HABİP EKSİK (Devamla) - Teşekkürler Sayın Başkan.
O açıdan, şunu özellikle belirtmekte fayda var: Sorunları ıskalayan, tamamıyla yönetimi daha da baskılayan, denetimi artıran ve bunu da sadece bir merkez olarak saraya doğru yönelten bir tarzın olması doğru değildir. Burada olması gereken şu: Kooperatifleri ya da birlikleri daha demokratik, iç mekanizmasını ortaya koyan, kendi meclisini yürüten bir tarza dönüştürmek lazım, bunun önünü açmak lazım. Mesela, elektronik olarak katılımın olması doğru bir yaklaşımdır ama diğer sorunlara çözüm bulma noktasında kesinlikle doğru değil; birçok sorunu çözemiyor, birçok soruna cevap olmuyor, her zamanki gibi Ak Parti iktidarının sorunları ıskalayan bir tarzı vardır.

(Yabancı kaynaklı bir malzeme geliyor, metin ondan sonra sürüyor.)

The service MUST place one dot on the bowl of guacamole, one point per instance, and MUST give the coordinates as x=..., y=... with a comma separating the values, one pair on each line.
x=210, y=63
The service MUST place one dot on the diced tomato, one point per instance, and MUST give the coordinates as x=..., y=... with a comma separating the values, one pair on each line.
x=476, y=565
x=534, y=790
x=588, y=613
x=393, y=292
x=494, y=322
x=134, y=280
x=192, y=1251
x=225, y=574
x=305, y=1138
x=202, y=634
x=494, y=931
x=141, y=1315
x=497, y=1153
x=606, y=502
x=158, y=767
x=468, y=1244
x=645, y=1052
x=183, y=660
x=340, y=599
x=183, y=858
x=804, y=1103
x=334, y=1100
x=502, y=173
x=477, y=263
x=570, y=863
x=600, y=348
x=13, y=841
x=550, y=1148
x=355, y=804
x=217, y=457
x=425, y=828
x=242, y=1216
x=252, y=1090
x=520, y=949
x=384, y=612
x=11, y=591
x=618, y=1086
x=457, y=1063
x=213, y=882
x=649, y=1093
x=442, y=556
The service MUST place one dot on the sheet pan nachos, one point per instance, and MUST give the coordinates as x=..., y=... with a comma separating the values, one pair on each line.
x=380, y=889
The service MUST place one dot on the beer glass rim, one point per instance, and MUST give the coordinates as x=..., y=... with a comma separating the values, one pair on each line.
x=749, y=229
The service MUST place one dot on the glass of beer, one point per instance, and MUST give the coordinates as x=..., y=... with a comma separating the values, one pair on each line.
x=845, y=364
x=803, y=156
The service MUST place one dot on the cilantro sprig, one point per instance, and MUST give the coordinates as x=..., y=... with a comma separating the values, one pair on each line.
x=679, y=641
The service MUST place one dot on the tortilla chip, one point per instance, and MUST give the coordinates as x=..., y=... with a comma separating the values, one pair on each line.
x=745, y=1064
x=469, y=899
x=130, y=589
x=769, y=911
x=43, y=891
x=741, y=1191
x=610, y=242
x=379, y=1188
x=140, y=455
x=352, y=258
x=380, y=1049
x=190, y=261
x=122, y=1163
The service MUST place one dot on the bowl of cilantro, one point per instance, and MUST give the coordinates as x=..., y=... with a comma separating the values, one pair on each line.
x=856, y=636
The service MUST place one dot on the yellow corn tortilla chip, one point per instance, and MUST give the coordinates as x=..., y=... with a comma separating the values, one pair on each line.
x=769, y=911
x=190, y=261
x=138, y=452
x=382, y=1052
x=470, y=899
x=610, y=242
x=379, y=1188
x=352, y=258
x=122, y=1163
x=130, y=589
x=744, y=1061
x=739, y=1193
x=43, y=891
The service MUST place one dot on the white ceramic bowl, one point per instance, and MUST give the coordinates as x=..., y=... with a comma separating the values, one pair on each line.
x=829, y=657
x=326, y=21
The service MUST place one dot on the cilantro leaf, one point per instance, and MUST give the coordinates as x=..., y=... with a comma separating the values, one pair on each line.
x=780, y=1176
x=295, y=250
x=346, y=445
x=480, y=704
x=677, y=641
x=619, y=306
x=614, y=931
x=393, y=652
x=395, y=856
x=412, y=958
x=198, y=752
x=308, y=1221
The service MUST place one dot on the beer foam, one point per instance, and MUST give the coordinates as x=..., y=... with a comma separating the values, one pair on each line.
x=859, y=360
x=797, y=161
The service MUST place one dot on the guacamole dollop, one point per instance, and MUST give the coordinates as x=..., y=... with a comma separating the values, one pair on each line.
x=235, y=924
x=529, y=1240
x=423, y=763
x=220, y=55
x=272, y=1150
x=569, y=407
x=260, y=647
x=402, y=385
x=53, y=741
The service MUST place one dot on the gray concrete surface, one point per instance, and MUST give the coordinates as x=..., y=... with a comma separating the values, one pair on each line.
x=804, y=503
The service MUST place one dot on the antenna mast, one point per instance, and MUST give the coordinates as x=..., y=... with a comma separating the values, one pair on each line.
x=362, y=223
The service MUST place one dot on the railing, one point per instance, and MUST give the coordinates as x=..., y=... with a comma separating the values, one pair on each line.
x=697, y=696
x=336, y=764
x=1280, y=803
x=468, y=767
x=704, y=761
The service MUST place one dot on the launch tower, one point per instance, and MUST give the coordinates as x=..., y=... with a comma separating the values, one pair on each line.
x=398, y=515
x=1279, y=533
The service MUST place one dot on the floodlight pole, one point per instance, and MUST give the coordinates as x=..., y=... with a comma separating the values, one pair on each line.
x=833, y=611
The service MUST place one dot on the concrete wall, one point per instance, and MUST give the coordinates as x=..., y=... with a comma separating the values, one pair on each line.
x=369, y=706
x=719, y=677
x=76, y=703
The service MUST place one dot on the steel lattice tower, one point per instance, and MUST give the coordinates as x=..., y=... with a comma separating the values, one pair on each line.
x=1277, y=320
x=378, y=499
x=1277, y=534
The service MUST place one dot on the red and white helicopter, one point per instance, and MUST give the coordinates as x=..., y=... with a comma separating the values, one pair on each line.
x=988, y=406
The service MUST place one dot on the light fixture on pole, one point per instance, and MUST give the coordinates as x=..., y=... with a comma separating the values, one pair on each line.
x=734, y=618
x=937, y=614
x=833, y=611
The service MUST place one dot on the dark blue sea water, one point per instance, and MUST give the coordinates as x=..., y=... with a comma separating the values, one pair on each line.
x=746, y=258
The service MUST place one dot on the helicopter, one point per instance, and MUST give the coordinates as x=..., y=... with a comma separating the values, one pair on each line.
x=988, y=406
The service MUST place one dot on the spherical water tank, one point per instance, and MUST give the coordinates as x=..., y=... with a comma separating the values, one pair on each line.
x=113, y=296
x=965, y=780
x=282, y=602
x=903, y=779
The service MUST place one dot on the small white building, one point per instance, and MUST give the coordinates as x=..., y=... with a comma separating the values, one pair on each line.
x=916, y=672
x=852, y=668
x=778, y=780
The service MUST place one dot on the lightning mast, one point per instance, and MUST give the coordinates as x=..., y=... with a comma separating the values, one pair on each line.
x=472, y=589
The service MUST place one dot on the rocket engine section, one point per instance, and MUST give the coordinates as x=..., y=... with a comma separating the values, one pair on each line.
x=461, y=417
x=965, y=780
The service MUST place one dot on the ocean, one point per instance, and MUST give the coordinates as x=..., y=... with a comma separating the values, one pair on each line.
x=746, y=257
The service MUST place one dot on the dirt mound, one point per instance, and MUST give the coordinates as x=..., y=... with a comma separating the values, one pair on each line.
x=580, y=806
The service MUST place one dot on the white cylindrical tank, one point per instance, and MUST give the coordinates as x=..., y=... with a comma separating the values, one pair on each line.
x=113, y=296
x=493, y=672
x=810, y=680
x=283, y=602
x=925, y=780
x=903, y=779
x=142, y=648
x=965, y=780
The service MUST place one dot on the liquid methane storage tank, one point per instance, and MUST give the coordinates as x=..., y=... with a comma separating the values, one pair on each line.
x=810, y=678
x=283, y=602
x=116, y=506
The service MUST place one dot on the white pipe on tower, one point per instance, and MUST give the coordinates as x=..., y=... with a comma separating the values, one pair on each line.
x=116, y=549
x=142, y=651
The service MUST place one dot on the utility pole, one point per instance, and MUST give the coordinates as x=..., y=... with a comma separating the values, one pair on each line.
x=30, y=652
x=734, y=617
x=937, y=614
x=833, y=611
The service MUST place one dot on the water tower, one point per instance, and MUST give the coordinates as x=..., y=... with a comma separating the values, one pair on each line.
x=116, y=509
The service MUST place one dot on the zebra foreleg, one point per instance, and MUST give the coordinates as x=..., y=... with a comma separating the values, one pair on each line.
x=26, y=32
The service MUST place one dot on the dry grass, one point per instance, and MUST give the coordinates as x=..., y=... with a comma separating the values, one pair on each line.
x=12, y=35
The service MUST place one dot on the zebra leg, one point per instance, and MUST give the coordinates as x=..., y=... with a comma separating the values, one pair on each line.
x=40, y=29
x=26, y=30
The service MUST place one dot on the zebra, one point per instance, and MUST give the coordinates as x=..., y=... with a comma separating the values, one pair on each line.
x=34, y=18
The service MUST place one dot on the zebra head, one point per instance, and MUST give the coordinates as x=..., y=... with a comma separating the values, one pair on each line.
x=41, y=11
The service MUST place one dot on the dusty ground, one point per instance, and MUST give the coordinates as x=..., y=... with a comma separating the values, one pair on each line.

HDP, gerçekten, demokratik kooperatifçiliği, birliği oluşturacak bir tarzda iktidara gelecektir, o zaman bu sorunları çözecektir diyorum.
(Mikrofon otomatik cihaz tarafından kapatıldı)
HABİP EKSİK (Devamla) - Teşekkür ediyorum. (HDP sıralarından alkışlar)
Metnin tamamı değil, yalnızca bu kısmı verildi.